Haunted Newport: The House that Refused to Keep Quiet

One of Newport's many Gilded Age mansions



 "And ever since then, when the clock strikes two,
She walks unbidden from room to room.
And the air is filled that she passes through
With a subtle, sad perfume."


So ends a poem by 19th century author Bret Harte, who chose the above words to describe a haunted house in Newport, Rhode Island.

Since the age of railroad tycoons and steel barons, the coastal city of Newport has been the resort town of choice for the upper crust of American society. The likes of the Vanderbilts and Astors built their mammoth "summer cottages" there, and the city of Newport also boasts a strong naval and military heritage dating back to Colonial times.

With its long naval history, it is not surprising that many of our nation's top admirals and naval commanders have called Newport home. In the early 20th century, the city was home to a Navy hero by the name of Hugh Sweeney. In December of 1905, Sweeney became a national celebrity after he sailed the heavily-damaged gunboat Wasp safely into Newport Harbor.

Although Sweeney's accomplishment in itself has very little bearing on the rest of this story, it's worth telling. The Wasp, under the command of Chief Boatswain Hugh Sweeney, was ordered to render assistance to the brig Henry Smith, which had been caught in a gale and was in distress off the coast of Martha's Vineyard.

This was easier said than done, since the Wasp only had one functioning boiler. But since it was the only vessel close enough to reach the sinking Henry Smith, Sweeney piloted the boat into the heart of the storm in order to save whatever lives he could. By nightfall the Wasp, manned entirely by inexperienced apprentice sailors, reached a point known as No Man's Land, and Sweeney decided to remain there until morning in the hope of riding out the storm.

Unfortunately for Sweeney, the storm gathered strength and the Wasp was buffeted by dangerous icy waves and 70-mile-per-hour winds. The Wasp was taking on water. Sweeney ordered his men to the bilge pump, only to discover that it-- much like everything else on the tiny ship-- wasn't working properly. There was nothing left to do but bring out the buckets and start bailing by hand. After four hours, all hope appeared lost. The engine was dead and the Wasp was sinking. Sweeney fired off his distress rockets, but no help came.
Sweeney had no choice but to turn back and make a desperate attempt to reach Newport before the gunboat sank.

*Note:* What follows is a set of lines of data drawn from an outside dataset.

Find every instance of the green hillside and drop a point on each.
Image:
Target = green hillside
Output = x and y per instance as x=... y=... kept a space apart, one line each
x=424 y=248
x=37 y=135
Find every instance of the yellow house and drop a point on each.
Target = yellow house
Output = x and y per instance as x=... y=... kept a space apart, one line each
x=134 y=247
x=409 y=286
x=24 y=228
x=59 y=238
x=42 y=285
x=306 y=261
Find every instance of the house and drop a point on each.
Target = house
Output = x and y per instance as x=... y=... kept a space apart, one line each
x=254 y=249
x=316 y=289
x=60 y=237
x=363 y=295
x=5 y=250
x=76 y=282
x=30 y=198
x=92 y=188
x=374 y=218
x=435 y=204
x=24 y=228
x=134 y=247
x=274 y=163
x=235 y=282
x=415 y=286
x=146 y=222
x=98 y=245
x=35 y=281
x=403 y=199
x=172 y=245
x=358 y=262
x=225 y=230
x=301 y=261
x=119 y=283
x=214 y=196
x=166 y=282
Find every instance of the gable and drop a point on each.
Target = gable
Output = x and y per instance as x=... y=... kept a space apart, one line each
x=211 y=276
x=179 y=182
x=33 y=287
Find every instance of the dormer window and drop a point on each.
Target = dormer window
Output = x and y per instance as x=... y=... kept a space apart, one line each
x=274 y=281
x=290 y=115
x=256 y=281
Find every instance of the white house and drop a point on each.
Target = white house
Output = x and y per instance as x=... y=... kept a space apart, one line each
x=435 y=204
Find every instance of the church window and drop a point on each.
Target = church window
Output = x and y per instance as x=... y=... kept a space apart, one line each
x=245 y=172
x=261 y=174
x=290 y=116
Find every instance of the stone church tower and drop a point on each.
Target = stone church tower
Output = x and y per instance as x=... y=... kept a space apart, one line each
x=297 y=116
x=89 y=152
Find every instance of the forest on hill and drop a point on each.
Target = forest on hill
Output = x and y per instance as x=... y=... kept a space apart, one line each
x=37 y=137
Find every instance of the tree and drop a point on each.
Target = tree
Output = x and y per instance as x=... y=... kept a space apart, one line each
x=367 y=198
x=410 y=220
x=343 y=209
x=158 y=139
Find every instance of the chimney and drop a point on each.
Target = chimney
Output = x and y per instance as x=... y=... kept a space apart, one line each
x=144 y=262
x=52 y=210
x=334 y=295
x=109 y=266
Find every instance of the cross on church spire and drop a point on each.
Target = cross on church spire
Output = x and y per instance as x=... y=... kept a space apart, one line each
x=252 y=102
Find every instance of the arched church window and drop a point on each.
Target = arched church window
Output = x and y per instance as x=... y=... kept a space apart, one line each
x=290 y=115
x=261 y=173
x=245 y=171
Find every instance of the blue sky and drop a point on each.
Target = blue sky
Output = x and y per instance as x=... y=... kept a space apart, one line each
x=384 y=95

With its steam engine dead and lifeless, the gunboat drifted back safely at the rate of two knots per hour (roughly the same speed as an Olympic short-distance swimmer). Miraculously, no lives were lost.

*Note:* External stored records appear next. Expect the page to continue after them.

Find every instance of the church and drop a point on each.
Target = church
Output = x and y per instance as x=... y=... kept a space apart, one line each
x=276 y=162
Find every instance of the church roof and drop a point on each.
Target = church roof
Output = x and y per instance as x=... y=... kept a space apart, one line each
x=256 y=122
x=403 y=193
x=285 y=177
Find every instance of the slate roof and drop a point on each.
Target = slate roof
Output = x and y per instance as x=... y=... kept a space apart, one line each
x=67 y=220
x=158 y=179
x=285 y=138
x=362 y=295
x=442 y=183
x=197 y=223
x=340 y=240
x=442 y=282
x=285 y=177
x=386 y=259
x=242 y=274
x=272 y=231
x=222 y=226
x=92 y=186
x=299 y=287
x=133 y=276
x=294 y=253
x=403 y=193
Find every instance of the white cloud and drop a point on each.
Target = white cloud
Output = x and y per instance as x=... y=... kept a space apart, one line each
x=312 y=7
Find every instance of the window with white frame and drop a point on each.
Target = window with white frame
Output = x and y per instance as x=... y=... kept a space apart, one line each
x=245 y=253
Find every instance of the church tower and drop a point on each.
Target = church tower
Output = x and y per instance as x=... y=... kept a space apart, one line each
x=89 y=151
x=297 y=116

Yet, while letters of praise and admiration poured in from around the country, the private home life of Hugh Sweeney was turning into a living hell; the hero of the Wasp happened lived in one of Newport's most haunted houses.

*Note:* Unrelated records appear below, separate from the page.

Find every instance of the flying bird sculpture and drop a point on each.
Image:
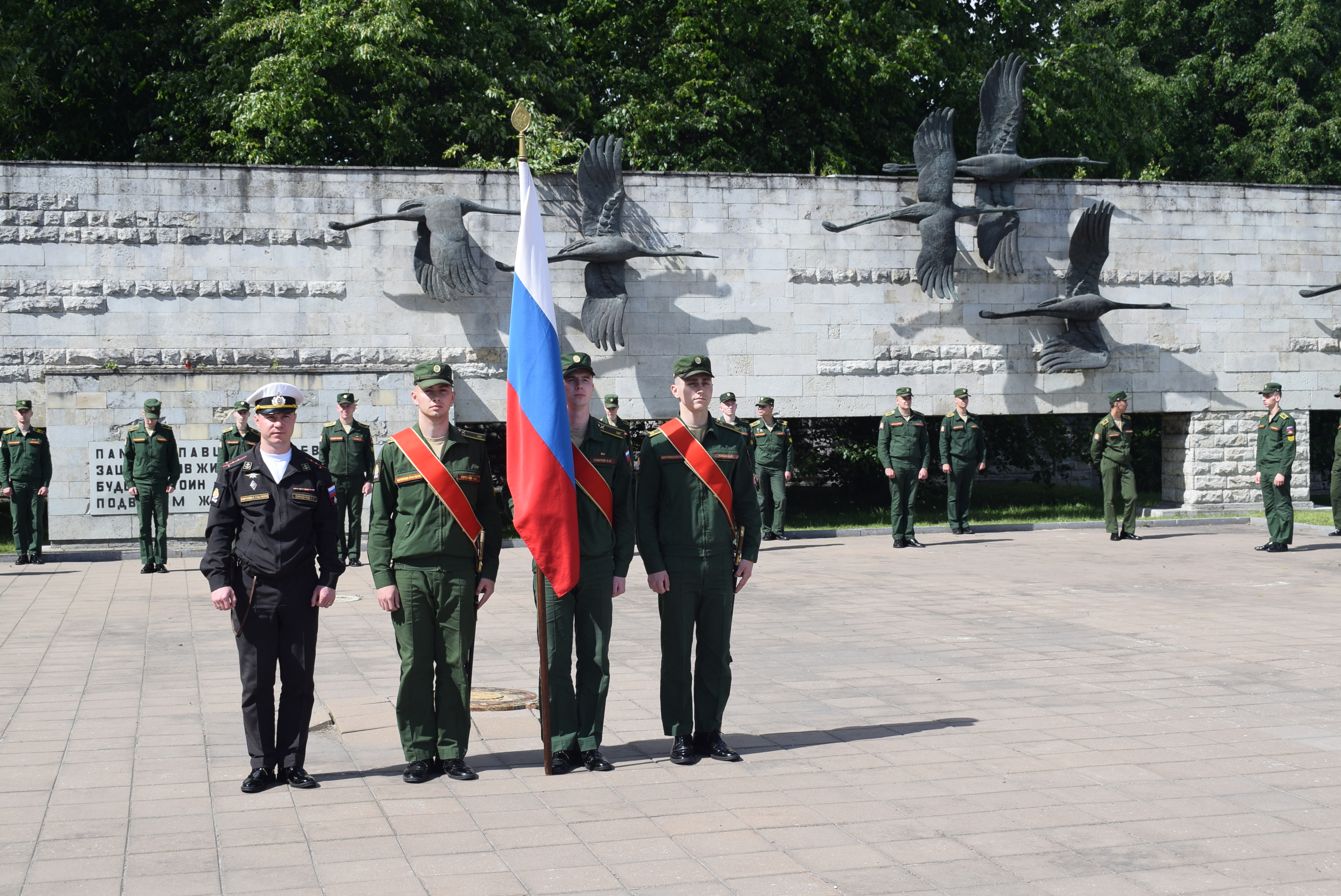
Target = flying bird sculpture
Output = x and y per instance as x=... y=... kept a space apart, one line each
x=997 y=165
x=443 y=259
x=1081 y=346
x=601 y=246
x=935 y=210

The troubles began in late July of 1906, when the Sweeneys began hearing a mysterious knocking coming from between the walls of their rented home on Church Street. His family begged him to call the police. Patrolmen arrived a few minutes later and heard the strange rapping sounds for themselves, and the knocks appeared to be emanating from every room in the house. The officers spent an hour trying to solve the mystery, but left the Sweeney home completely baffled.

With each passing day the knocking became louder and angrier; Hugh Sweeney's terror-stricken children found it impossible to sleep. On July 29, Colonel Jeremiah Horton, who was president of the police commission-- as well as the owner of the property-- decided to take drastic measures. He ordered some of the walls torn down but, to his surprise, could not find anything that would account for the terrifying sounds.
The really odd part, however, was that the unseen knockers seemed to be communicating with each other. If a series of three quick, short raps were heard in one room, an identical series of three quick, short raps would come in response from another room.

Trinity Church graveyard, directly across the street from Sweeney's house


And it wasn't just the Sweeneys were were driven to the brink of insanity by the maddening knocks. The upstairs tenants, Mrs. Sarah Muenchinger and her two young daughters, were also plagued by the home's unseen inhabitants. The police, suspecting that one of the two families might be playing a prank upon the other, gathered up all of the members of both households and quarantined them in a single room. But still the knocks continued throughout the entire property, from the basement to the attic.

The house on Church Street became a tourist attraction of sorts; hundreds of people from the Newport area gathered outside the Sweeney home each day. Many reported that they had been able to hear the knocking from across the street where, incidentally, one of New England's oldest graveyards can be found, adjacent to the historic Trinity Church, which was built in 1698.

Sadly, the heroic commander of the Wasp died less than years later at the Naval Hospital in Boston of abdominal cancer. Perhaps in death the brave boatswain finally discovered what, or who, had been tormenting him in life.